Disk stats (read/write):
  sda: ios=0/655238, merge=0/0, ticks=0/79552, in_queue=78640, util=76.55%

Run 2:

test: (g=0): rw=write, bs=32K-32K/32K-32K, ioengine=sync, iodepth=1
Starting 1 process
Jobs: 1 (f=1): [W] [100.0% done] [0K/0K /s] [0/0 iops] [eta 00m:00s]     
test: (groupid=0, jobs=1): err= 0: pid=4733
  write: io=20,480MB, bw=91,265KB/s, iops=2,852, runt=229786msec
    clat (usec): min=16, max=127K, avg=349.53, stdev=4694.98
    bw (KB/s) : min=56013, max=1390016, per=101.47%, avg=92607.31, stdev=167453.17
  cpu          : usr=0.41%, sys=6.93%, ctx=21128, majf=0, minf=33
  IO depths    : 1=100.0%, 2=0.0%, 4=0.0%, 8=0.0%, 16=0.0%, 32=0.0%, >=64=0.0%
     submit    : 0=0.0%, 4=100.0%, 8=0.0%, 16=0.0%, 32=0.0%, 64=0.0%, >=64=0.0%
     complete  : 0=0.0%, 4=100.0%, 8=0.0%, 16=0.0%, 32=0.0%, 64=0.0%, >=64=0.0%
     issued r/w: total=0/655360, short=0/0
     lat (usec): 20=5.53%, 50=93.89%, 100=0.02%, 250=0.01%, 500=0.01%
     lat (msec): 2=0.01%, 4=0.01%, 10=0.01%, 20=0.01%, 50=0.12%
     lat (msec): 100=0.38%, 250=0.04%

Run status group 0 (all jobs):
  WRITE: io=20,480MB, aggrb=91,265KB/s, minb=93,455KB/s, maxb=93,455KB/s, mint=229786msec, maxt=229786msec

Disk stats (read/write):
  sda: ios=8/79811, merge=7/7721388, ticks=9/32418456, in_queue=32471983, util=98.98%

I'm not knowledgeable enough with fio to interpret the results, but I don't expect the overall performance using the buffer cache to be 50% less than with O_DIRECT.

Can someone help me interpret the fio output?
Are there any kernel tunings that could fix/minimize the problem?

Thanks a lot,


With O_DIRECT, the kernel bypasses all the usual caching mechanisms, and writes directly to the disk.

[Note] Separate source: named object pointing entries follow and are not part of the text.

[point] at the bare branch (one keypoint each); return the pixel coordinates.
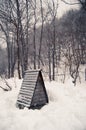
(70, 3)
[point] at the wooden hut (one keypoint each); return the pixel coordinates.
(32, 92)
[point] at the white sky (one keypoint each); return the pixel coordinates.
(65, 7)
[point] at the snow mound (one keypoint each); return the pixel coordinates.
(66, 109)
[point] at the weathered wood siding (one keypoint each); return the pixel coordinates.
(27, 88)
(32, 92)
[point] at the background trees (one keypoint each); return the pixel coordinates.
(35, 38)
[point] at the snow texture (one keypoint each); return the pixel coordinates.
(66, 109)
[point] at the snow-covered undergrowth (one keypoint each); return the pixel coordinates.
(66, 109)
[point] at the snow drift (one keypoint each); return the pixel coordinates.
(66, 109)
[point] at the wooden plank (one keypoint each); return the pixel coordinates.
(27, 93)
(38, 102)
(32, 73)
(24, 93)
(28, 86)
(29, 82)
(30, 77)
(23, 103)
(31, 88)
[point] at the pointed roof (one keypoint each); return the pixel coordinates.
(28, 86)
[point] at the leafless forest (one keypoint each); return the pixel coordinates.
(36, 39)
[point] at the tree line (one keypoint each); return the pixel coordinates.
(36, 38)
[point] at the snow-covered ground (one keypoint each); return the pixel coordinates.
(66, 109)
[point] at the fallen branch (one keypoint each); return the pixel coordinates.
(9, 87)
(4, 88)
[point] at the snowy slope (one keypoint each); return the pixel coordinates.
(66, 109)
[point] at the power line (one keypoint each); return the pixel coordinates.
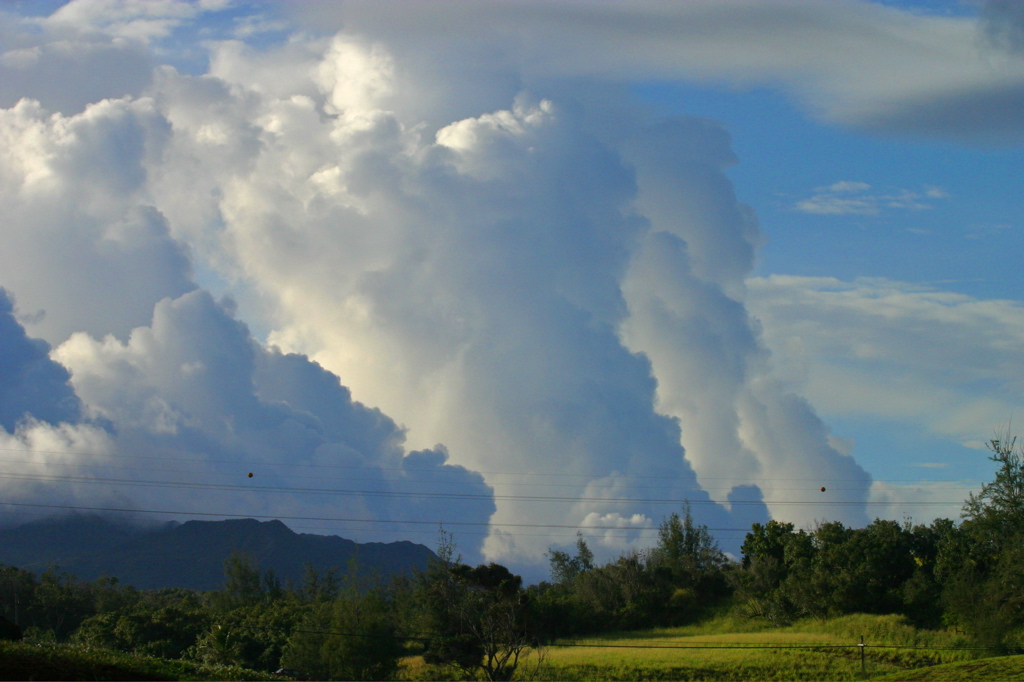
(460, 496)
(437, 522)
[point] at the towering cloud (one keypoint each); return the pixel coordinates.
(500, 252)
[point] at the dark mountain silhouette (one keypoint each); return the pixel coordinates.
(192, 554)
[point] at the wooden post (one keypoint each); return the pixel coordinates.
(862, 667)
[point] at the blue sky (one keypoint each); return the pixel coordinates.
(554, 249)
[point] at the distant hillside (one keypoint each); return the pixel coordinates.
(192, 555)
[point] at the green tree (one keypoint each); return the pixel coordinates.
(565, 567)
(352, 638)
(478, 619)
(980, 564)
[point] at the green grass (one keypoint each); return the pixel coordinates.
(1009, 669)
(807, 650)
(64, 662)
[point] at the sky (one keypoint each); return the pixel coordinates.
(514, 269)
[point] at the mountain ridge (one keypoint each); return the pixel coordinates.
(192, 554)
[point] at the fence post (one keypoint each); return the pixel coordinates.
(861, 645)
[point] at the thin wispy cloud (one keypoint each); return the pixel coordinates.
(852, 198)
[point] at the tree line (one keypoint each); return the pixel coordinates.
(480, 621)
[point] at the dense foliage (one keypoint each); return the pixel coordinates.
(479, 622)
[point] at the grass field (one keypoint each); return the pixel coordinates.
(65, 662)
(1006, 669)
(722, 648)
(737, 649)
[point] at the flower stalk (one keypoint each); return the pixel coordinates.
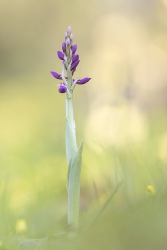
(70, 61)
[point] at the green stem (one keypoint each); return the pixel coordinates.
(73, 172)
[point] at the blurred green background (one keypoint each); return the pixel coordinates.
(120, 113)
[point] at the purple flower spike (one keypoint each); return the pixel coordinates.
(56, 75)
(64, 47)
(74, 48)
(60, 55)
(84, 80)
(74, 65)
(68, 41)
(62, 88)
(75, 58)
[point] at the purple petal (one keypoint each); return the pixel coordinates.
(64, 47)
(75, 58)
(84, 80)
(60, 55)
(74, 65)
(68, 41)
(74, 48)
(62, 88)
(56, 75)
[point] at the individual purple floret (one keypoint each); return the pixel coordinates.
(74, 48)
(83, 81)
(70, 63)
(64, 47)
(60, 55)
(56, 75)
(62, 88)
(75, 58)
(74, 65)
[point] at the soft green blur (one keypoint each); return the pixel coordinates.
(121, 115)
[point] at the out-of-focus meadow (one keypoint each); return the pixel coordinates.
(121, 114)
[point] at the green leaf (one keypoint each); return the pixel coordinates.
(73, 187)
(71, 144)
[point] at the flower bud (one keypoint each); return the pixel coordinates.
(60, 55)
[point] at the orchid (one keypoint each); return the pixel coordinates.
(70, 61)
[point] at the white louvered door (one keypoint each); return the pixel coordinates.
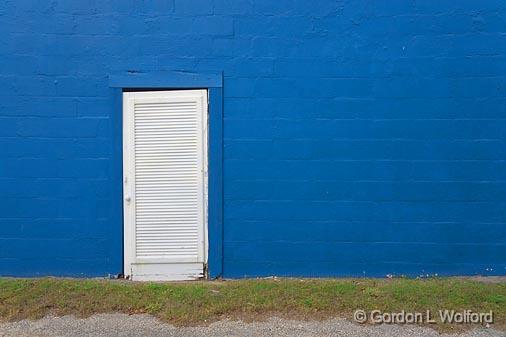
(165, 187)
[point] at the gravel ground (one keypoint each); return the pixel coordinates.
(142, 325)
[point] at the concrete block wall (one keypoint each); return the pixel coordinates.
(360, 137)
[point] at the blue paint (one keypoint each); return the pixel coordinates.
(185, 80)
(167, 79)
(351, 138)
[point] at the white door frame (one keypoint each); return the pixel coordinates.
(159, 269)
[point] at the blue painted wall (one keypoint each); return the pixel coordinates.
(360, 137)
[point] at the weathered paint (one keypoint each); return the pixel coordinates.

Since you're not using O_SYNC, if caching is enabled (not using O_DIRECT), then the kernel could lie back to you that "yeah, yeah, I've written it, don't worry!", even tho it did not write it to the disk, it's only been written to some cache (disk cache/page cache/...).